His father, Gari Stroh, who ran the brewery, was forever preoccupied with problems at work, particularly during World War II, when hops and wheat were being rationed. He refused to water down the family beer, thereby sacrificing quality of taste, as the other U.S. brewers had done to keep volumes up. A man of principle, he also had a fierce temper, and my father rarely talked about him. “I was intimidated by my father,” he once told me, “and avoided him as best I could.”
My grandfather’s sternness may have stemmed in part from his guilt over a terrible injury he’d caused his younger brother, John, when they were children. One July afternoon the two boys played in the garden of their Italianate mansion
on the Detroit River, taking turns at target practice with a new archery set, while their nannies took tea in the shade of the terrace. Julius, their father, was holding court at a brewery board meeting; Hettie, their mother, was taking a nap before dinner. My grandfather loaded the bow, testing its flexibility, while eight-year-old Uncle John disappeared behind the tree to fetch the stray arrows. Gari aimed at the target, but his finger slipped and the arrow shot sideways, bouncing off a tree’s trunk and piercing young John’s right eye. The bloody scene that followed, combined with the wrath of Julius, became as legendary as it had been traumatic. For the remainder of his life, John wore a glass eye in his right socket, while Gari wore a sheath of self-recrimination.
M
y father mostly went unnoticed as a child. When he wasn’t alone at the movies, he spent his time with a nanny while his mother and her sister, Louise, enjoyed martini lunches at the country club. His parents, however, still tried to exert control over his activities. My father loved country and bluegrass music, for instance, but was forbidden by his parents to listen to “hillbilly music” at home. At least the driver who brought him to school allowed my father to play country music in the car.
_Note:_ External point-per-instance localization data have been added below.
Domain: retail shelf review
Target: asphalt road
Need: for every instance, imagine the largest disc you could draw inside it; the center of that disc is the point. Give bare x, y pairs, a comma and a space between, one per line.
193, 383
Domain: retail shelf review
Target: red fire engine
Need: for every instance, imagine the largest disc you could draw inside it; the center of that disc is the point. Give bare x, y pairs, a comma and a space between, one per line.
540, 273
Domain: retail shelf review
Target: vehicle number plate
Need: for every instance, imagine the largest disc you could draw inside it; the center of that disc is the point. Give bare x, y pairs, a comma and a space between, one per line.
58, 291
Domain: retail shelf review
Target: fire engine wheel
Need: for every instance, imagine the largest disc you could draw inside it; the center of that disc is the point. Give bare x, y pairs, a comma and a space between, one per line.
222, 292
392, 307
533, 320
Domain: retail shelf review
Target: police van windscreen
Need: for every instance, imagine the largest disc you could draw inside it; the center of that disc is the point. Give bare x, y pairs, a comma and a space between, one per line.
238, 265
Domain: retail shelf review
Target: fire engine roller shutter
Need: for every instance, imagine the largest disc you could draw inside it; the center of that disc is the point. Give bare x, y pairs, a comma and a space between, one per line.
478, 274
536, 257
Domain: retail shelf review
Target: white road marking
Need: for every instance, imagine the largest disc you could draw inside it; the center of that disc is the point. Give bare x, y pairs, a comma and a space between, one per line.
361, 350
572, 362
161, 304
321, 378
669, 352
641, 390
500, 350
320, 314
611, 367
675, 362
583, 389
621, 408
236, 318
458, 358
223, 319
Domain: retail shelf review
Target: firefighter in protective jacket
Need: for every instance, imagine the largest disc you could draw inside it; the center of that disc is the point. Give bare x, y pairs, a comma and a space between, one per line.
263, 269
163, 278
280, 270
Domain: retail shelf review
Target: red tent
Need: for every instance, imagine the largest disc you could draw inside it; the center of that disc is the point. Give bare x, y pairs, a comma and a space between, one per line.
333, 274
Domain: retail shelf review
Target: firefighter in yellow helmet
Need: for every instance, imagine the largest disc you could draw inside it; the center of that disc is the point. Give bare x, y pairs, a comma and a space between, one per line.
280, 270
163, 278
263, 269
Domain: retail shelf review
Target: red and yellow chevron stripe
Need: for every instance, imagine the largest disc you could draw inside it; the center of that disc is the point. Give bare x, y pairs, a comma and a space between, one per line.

Photography, my father’s second great passion, was discouraged as well. After being accepted to the Rhode Island School of Design at age eighteen, my father sought his mother’s advice.
“If you go there,” she told him, “I’ll always feel ashamed.
Can’t
you find another college?”
Susie—she insisted her grandchildren call her “Susie,” so as not to feel old—had never overcome the embarrassment she felt growing up in the midst of Philadelphia society as the daughter of an artist. Her father, my great-grandfather Nunk, a kind-natured antique dealer and hobbyist sketch artist, often painted the furniture in his shop with early American floral motifs. Susie had always aspired to more—to wealth, glamour, social position.
In spite of the shame she felt over her father’s vocation, Susie was Nunk’s favorite daughter, not to mention his most beautiful. With her chiseled features and slim figure, she was the daughter for whom he waited up at night with sandwiches and hot chocolate when she arrived home from parties. When the family could afford only one new dress, the other daughters, Louise and Betty, were inevitably passed over in favor of Susie.
One weekend at a friend’s country house, Susie met the somber and serious Gari Stroh, son of the renowned brewer Julius. Susie’s liveliness and beauty captured Gari’s attention, and the two were married within a year. Nine years later, Gari’s younger brother, John, married Susie’s younger sister, Louise. No longer did anyone need to fret over who got the new dress.